Russian President Vladimir Putin. Photo: Wiki Commons.

As I watched the Sochi Winter Olympics, I thought of how Putin’s long shadow was cast, malevolently, over the construction, the management, and the security of the event. I wondered what act of aggression he would take up next. His smirking, self-satisfied, bullying presence thumbed a nose at the civilized world as he gloated over his support for totalitarian regimes in Chechnya, Syria, Moldova, and Georgia. His malevolent involvement in other countries and the blatant way he suppresses and imprisons the opposition at home are chilling. His KGB nature reveals itself for what it is. Well, now we know. A leopard and his spots!

By way of contrast, Obama’s incompetence, the way his naive worldview and credulity have made a fool of him, is equally frightening. It means there are no red lines, and that no ally can trust that he will actually step up to the plate in a moment of crisis. Perhaps a little tokenism here, bravado there. But is the EU any better? They need their deals with Russia. They are being very circumspect.

There is another perspective. You could argue that Putin has backbone and determination in trying to reestablish Russia as a world power, to revitalize an ethnic culture and religion that had all but been eradicated by Marxism. You might argue that in supporting Assad, Putin is the only bulwark against extreme, violent Muslim fanaticism.

Meanwhile in the West, the liberal, so-called chattering classes, or politically correct world, perpetuate the myths of the old order, excoriating the United States and its allies and capitalism as the real oppressors. They are cowards who will refrain from boycotting Russia or China but prefer to bully smaller fry.

Then comes the Jewish perspective. We tend naturally to side with freedom. But the freedoms of the European Union have created a world in which Jews are increasingly marginalized and vilified and Israel is boycotted. Their religious practices are increasingly restricted. Putin, on the other hand, has been very supportive of Jewish life in Russia. Ironically, it might just be easier to be a practicing Jew in Moscow nowadays than in Paris, Copenhagen, Oslo, or even Zurich.

We may cheer the Ukrainian opposition for trying to escape the Russian grip. But there’s another side to Ukraine too. The Chief Rabbi has warned that the lid the pro-Russian party kept on anti-Semitism is now lifted. Ukraine is arguably, more than any other part of the old Russian Empire, the cradle of the most virulent and violent anti-Semitism. It is the origin of the Chmielnicki atrocities (he is regarded today as a hero by many Ukrainians), the Beilis blood libel, and the Kishinev pogroms, to mention only the most notorious. Many of the demonstrators from Western, Cossack Ukraine were neo-Nazis and sympathizers; some wore swastikas and declared a desire to rid Ukraine of its remaining Jews (admittedly Eastern Ukraine and Western are very different and the Cossacks are as divided as the Jews, some pro-Russian and others anti).

This has always been our dilemma. We Jews have to live somewhere. Nowhere is perfect. It’s often a matter of what compromises we have to make. So would you rather live under Putin? Not I.

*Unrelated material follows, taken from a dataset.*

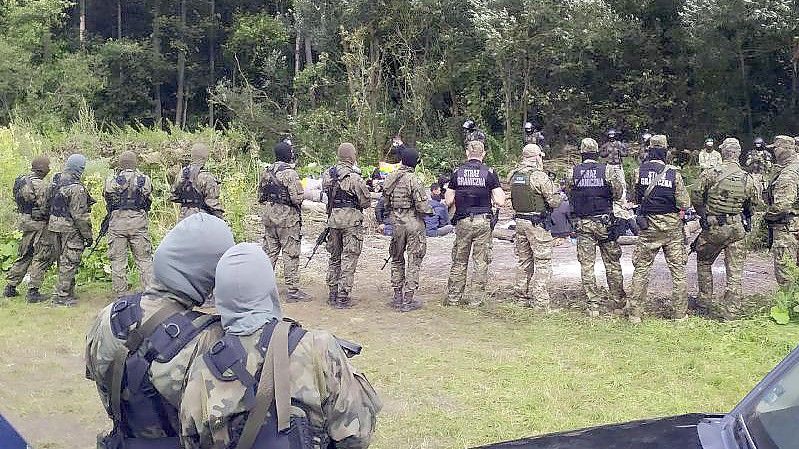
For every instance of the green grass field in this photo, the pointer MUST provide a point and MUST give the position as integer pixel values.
(449, 378)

Two and a half thousand years ago we were in a similar position. Yes, really. Egypt and Babylon were the two competing world powers. Both cultures were cruel and morally bankrupt but militarily strong. There were Jews living in both empires. The kingdom of Judah (the northern state of Israel had already been destroyed) was caught in between both powers, switching from one to the other as alliances were promised and then betrayed. We ourselves were torn apart internally – socially, religiously, and politically. In the end we backed the wrong horse. Despite being assured by our false prophets that we would be fine, we suffered horribly.

But thanks to the Persian Emperor Cyrus, Jews living in the Empire and in the renewed satrapy of Israel enjoyed an era of toleration. The Macedonian Alexander the Great followed suit. Toleration meant it didn’t matter what or who you worshipped, so long as you accepted the conqueror’s authority. Persia was an absolute dictatorship. Greece had a modified form of democracy. What Jews who lived under both regimes cared about was less the style of government than the practicalities of earning a livelihood. Conflict occured over trade issues rather than religious ones. But once again, Jews argued with Jews, as the Maccabean revolt illustrated.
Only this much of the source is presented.